Kubermatic, which counts itself among the top corporate contributors to the Kubernetes project, rebranded from Loodse last June, at the same as it open-sourced its core Kubermatic Kubernetes Platform (KKP) under an Apache 2.0 Licence. Today, the Hamburg-based company announced it has raised $6 million in a seed round of funding led by Nauta Capital, with plans to put its fresh cash injection toward increasing adoption of its open source product and grow its enterprise customer base internationally.
As more and more businesses strive to modernize their IT infrastructure, this inevitably means transitioning applications to microservices and the cloud, while it may also mean adopting a multi- or hybrid-cloud approach. And so modern software has to be both malleable and scalable, while also being robust and reliable (i.e., bug-free) — this creates a great deal of complexity for developers and IT teams.
“What we can observe with enterprises across all industries is that the pressure on IT has never been greater,” Kubermatic CEO and cofounder Sebastian Scheele told VentureBeat. “IT managers face the challenge of modernizing their complete IT landscape to make use of data and automation to build better products — and ultimately stay competitive in a digitizing world.”
So how, exactly, does Kubermatic address this? According to Scheele, Kubermatic solves the core challenges by automating complex Kubernetes installations, while offering flexibility over what tools and infrastructure IT teams can use. What this means is that developers themselves, rather than a handful of senior figures further up the IT chain, can access a self-service Kubernetes platform to deploy their clusters across any infrastructure — and centrally manage all their workloads from a single dashboard.
The platform also includes automated deployments, upgrades, and policy compliance, with integrated metrics via built-in Prometheus and Grafana support to help teams monitor their Kubernetes health and resource consumption.

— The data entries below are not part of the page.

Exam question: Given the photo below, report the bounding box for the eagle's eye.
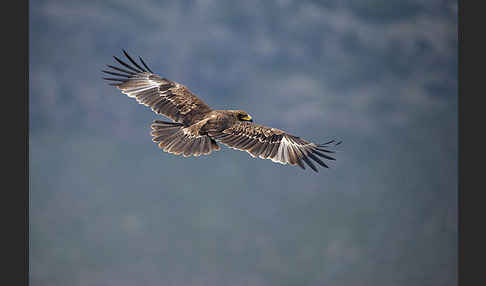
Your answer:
[238,113,253,122]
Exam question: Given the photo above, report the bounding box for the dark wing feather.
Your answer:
[103,50,212,126]
[209,121,335,172]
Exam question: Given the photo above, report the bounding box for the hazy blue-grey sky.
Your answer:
[29,0,457,286]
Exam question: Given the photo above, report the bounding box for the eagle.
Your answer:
[103,50,341,172]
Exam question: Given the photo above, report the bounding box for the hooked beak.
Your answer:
[241,114,253,122]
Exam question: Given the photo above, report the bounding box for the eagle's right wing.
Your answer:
[209,121,341,172]
[103,50,212,126]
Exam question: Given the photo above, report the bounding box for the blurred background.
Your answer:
[29,0,458,286]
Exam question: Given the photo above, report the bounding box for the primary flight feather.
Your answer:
[103,50,341,172]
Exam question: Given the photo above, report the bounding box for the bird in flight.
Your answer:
[103,50,341,172]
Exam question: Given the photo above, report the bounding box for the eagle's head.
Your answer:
[230,110,253,122]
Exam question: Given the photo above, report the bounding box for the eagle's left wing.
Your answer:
[103,50,212,126]
[209,121,341,172]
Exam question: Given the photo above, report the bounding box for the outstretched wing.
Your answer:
[209,121,341,172]
[103,50,212,126]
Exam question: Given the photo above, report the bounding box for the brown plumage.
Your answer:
[103,51,341,172]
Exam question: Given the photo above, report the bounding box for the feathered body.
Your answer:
[103,51,340,172]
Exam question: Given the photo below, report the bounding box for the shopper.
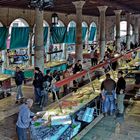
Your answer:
[101,74,116,116]
[73,60,82,74]
[63,69,70,96]
[67,54,74,67]
[90,46,94,66]
[93,50,98,66]
[116,71,126,116]
[40,70,53,108]
[33,67,44,105]
[15,67,24,103]
[16,99,34,140]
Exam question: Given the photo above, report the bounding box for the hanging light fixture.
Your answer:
[52,13,58,26]
[29,0,53,11]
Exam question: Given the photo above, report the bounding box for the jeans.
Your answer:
[16,126,27,140]
[16,85,23,100]
[40,89,48,107]
[102,93,115,113]
[34,88,41,103]
[117,94,125,114]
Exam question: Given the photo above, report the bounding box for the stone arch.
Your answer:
[9,18,29,34]
[43,20,50,27]
[114,20,133,41]
[88,21,97,41]
[68,20,76,28]
[82,21,88,27]
[9,17,30,27]
[56,20,65,27]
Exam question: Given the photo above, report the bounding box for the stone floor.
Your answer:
[0,82,140,140]
[82,101,140,140]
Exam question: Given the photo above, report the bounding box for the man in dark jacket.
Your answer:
[15,67,24,103]
[116,71,126,115]
[101,74,116,116]
[73,60,83,74]
[33,67,44,104]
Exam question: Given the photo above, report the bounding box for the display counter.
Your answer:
[31,47,140,140]
[4,65,34,78]
[4,61,66,78]
[44,61,67,73]
[31,72,109,140]
[0,74,11,90]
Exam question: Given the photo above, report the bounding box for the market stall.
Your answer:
[31,46,140,140]
[4,65,34,78]
[44,61,67,73]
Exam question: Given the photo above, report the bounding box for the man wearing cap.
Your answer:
[33,67,44,104]
[15,67,24,103]
[116,71,126,115]
[16,99,34,140]
[101,73,116,116]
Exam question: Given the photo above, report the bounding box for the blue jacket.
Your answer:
[16,104,34,128]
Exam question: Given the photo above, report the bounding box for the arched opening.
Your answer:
[9,18,29,35]
[114,21,133,42]
[67,20,76,53]
[88,22,97,44]
[7,18,29,64]
[82,21,89,51]
[43,20,49,27]
[56,20,65,27]
[0,22,3,27]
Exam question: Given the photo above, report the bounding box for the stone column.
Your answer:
[73,1,85,61]
[134,17,139,44]
[126,13,131,50]
[114,10,122,53]
[34,8,44,72]
[98,6,107,61]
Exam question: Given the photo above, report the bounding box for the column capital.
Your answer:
[114,10,122,15]
[72,1,85,9]
[97,6,108,12]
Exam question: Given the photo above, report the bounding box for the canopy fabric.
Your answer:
[10,27,29,49]
[65,27,76,44]
[82,27,87,42]
[89,27,96,41]
[0,27,8,50]
[44,27,48,46]
[65,27,87,44]
[51,27,67,44]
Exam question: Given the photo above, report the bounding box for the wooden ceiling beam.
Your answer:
[89,0,140,13]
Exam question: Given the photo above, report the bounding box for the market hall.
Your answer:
[0,0,140,140]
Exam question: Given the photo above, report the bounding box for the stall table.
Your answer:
[4,66,34,78]
[44,61,67,73]
[0,74,11,90]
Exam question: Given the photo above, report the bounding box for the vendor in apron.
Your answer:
[101,73,116,116]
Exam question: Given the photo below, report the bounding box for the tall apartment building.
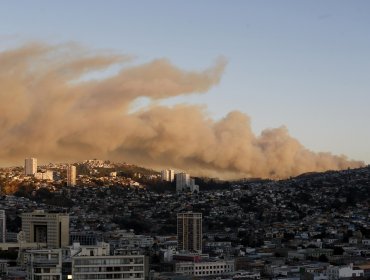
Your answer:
[177,212,202,253]
[161,169,175,182]
[67,165,76,187]
[21,210,69,248]
[0,210,6,243]
[24,158,37,175]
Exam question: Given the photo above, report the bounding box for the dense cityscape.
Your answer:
[0,158,370,280]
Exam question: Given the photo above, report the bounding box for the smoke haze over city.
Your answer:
[0,43,363,178]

A quick glance across the Kubernetes landscape reveals a slew of similar platforms, such as Loft Labs, which recently closed a $4.6 million seed round of funding. And then there are more established players, such as RedHat’s OpenShift and Rancher Labs, which Suse acquired last year for a reported $700 million.
According to Scheele, Kubermatic differentiates itself in a number of ways, including what he calls a “unique Kubernetes-in-Kubernetes architecture” that consumes only a fraction of resources versus its most direct competitors while claiming that Kubermatic also offers “the largest choice” of integrations out-of-the-box.

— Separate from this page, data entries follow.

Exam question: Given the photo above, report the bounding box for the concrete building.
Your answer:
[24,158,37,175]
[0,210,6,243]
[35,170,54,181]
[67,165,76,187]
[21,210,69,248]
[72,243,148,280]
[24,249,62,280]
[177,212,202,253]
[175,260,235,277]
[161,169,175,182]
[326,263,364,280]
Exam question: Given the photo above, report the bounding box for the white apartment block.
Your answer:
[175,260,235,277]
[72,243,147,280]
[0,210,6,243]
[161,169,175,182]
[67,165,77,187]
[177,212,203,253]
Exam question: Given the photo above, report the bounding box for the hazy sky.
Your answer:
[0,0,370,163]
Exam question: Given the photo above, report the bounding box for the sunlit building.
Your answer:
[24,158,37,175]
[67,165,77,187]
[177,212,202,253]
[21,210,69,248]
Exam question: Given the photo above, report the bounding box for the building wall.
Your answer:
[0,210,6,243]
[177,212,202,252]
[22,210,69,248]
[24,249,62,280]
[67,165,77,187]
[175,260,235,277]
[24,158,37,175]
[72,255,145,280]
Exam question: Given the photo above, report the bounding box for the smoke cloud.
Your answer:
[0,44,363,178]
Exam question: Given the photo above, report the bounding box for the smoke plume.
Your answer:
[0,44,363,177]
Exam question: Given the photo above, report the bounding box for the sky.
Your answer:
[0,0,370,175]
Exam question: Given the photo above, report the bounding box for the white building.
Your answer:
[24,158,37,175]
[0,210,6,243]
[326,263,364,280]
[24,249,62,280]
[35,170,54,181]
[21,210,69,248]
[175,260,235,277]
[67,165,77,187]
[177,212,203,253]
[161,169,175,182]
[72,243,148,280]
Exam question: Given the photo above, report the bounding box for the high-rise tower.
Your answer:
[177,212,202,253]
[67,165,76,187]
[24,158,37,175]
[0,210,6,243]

“Our vision is to help customers achieve power through automation — we build the world’s most adaptable and autonomous software delivery platform because we want IT teams to focus their time on writing applications that rival the likes of Amazon and Google,” Scheele said.
However, it’s sliced and diced, it’s clear that Kubernetes is one of the hot technology trends, both in industry and venture capital circles. In the past year or so, Red Hat, Cisco, Rapid7, and New Relic have all snapped up Kubernetes companies, while earlier this month Suse bolstered its Kubernetes security by acquiring NeuVector. Elsewhere, newcomers such as Nirmata are also attracting investors’ cash for solving Kubernetes complexity.
Alongside Nauta Capital, Kubermatic also secured the founders of process-mining company Celonis as angel investors.
“Containers and Kubernetes have become the de-facto standard to achieve the flexibility, speed, and resilience companies need for scalable business models like ours,” Celonis chief technology officer and cofounder Martin Klenk said in a statement. “Over the past months, I’ve witnessed more and more of our enterprise customers adopt Kubernetes, as well as multi-cloud and edge strategies to modernize their IT landscape and I expect this to become enterprise-mainstream for business-critical workloads.”